Untuk Positivisme sendiri berasal dari bahasa Inggris: positivism; dari bahasa latinpositivus,ponere yang berarti meletakkan. Positivisme sekarang merupakan suatu istilah umum untuk posisi filosofis yang menekankan aspek faktual pengetahuan, khususnya pengetahuan ilmiah. Dan umumnya positivisme berupaya menjabarkan pernyataan-pernyataan faktualpada suatu landasan pencerapan (sensasi). Atau dengan kata lain, positivisme merupakan suatu aliran filsafat yang menyatakan ilmu-ilmu alam (empiris) sebagai satu-satunya sumber pengetahuan yang benar dan menolak nilai kognitif dari studi filosofis atau metafisik.
Filsafat positivisme diturunkan dari kata “positif”. Filsafat ini berpangkal dari apa yang telah diketahui, yang faktual, yang positif. Segala uraian dan persoalan di luar apa yang ada sebagai fakta atau kenyataan dikesampingkan. Artinya yang dijadikan sumber pengetahuan adalah hal-hal atau gejala yang tampak. Segala fakta yang menyajikan diri kepada kita sebagai penampakan atau gejala, kita terima seperti apa adanya. Setelah itu kita berusaha untuk mengatur fakta-fakta tadi menurut hukum tertentu, akhirnya dengan berpangkal kepada hukum-hukum yang telah ditemukan tadi kita mencoba melihat ke masa depan, apa yang akan tampak sebagai gejala dan menyesuaikandengan dirinya.

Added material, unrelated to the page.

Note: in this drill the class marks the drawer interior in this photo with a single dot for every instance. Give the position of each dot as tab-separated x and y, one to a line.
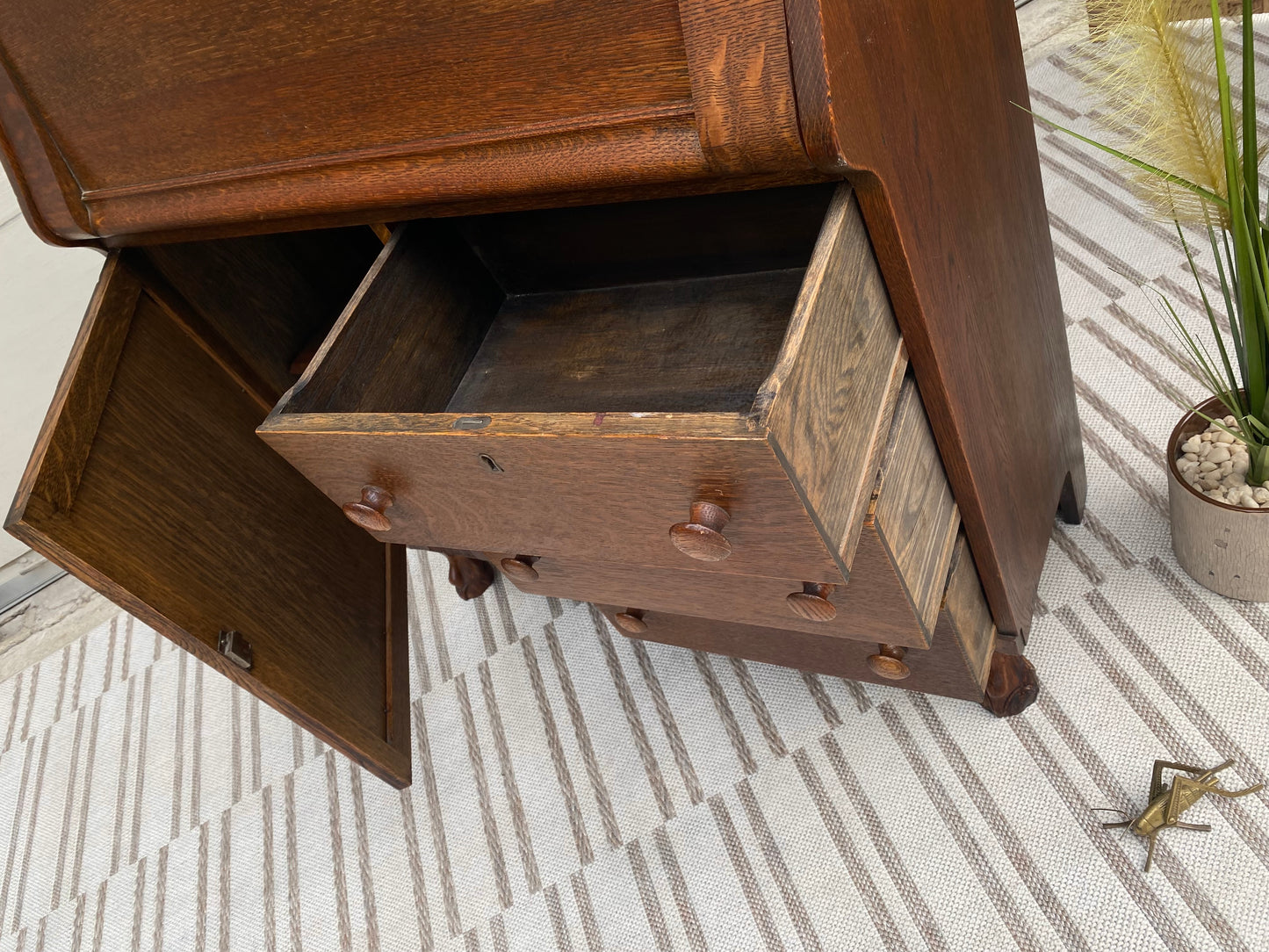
663	307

Pada dasarnya positivisme bukanlah suatu aliran yang khas berdiri sendiri. Ia menyempurnakan empirisme dan rasionalisme. Dengan kata lain, ia menyempurnakan metode ilmiah (scientific method) dengan memasukkan perlunya eksperimen dan ukuran-ukuran. Positivisme mengajarkan bahwa kebenaran ialah yang logis, ada bukti empiris yang terukur. “Terukur” inilah sumbangan penting positivisme. Misalnya, hal panas. Positivisme mengatakan bahwa air mendidih adalah 100 derajat celcius, besi mendidih 1000 derajat celcius, dan yang lainnya misalnya tentang ukuran meter, ton, dan seterusnya. Ukuran - ukuran tadi adalah operasional, kuantitatif, tidak memungkinkan perbedaan pendapat.
Intinya, positivisme tidak hanya menggunakan metode rasionalisme saja atau empirisme saja, tetapi menggabungkan keduanya dengan cara melihat gejala yang fakta dan nampak lalu merasionalkannya dengan mencoba meramalkan gejala yang akan terjadi setelahnya. Contohnya hari ini langit mendung, itu adalah bagian dari empirisme, lalu diperkirakan sebentar lagi akan turun hujan, itu merupakan bagian dari rasionalisme. Jadi ide positivisme di sini adalah berpatokan pada gejala yang telah nampak.

Konsep Sentral dan Komparasi dari ajaran Positivisme
Konsep sentral dari ajaran positivisme ini lebih pada tahap-tahap pemikiran manusia atau hukum 3 tahap dan masyarakat, karena dengan pemikiran tersebut Auguste Comte juga disebut Bapak dari sosiologi.
Sedang komparasi terhadap ajaran positivisme ini lebih pada pemikiran empirismenya Hegel. Kesamaan antara positivisme dengan empirisme seperti yang timbul di Inggris, keduannya mengutamakan pengalaman. Bahwa ajaran positivisme hanya membatasi diri pada pengalaman-pengalaman yang bersifat obyektif. Namun untuk empirisme hanya menerima pengalaman-pengalaman yang bersifat bathiniah atau pengalaman yang subyektif.Untuk ajaran Comte tentang masyarakat yang mewujudkan suatu filsafat tentang sejarah. Bahwasannya ajaran Comte tentang hukum 3 tahap atau 3 zaman, secara formal sejenis dengan dialetikanya Hegel.Sama seperti Hegel, Comte memeriksa banyak sekali fakta-fakta sejarah serta menggabungkannya menjadi suatu sistem. Kedalam filsafat sejarah itu dimasukkan perkembangan kenegaraan, kehakiman, dan kemasyarakatan, juga perkembangan kesenian, agama, ilmu dan filsafat.
Disinilah Comte melebihi Hegel. Di mana-mana ditemukannya hukum 3 tahap. Tiap tahap sesuai dengan suatu bentuk masyarakat tertentu. Umpamanya, pada zaman teologi di bidang social terdapat kepercayaan kepada hukum ilahi, sedang di bidang pemerintahan terdapat bentuk feodalisme.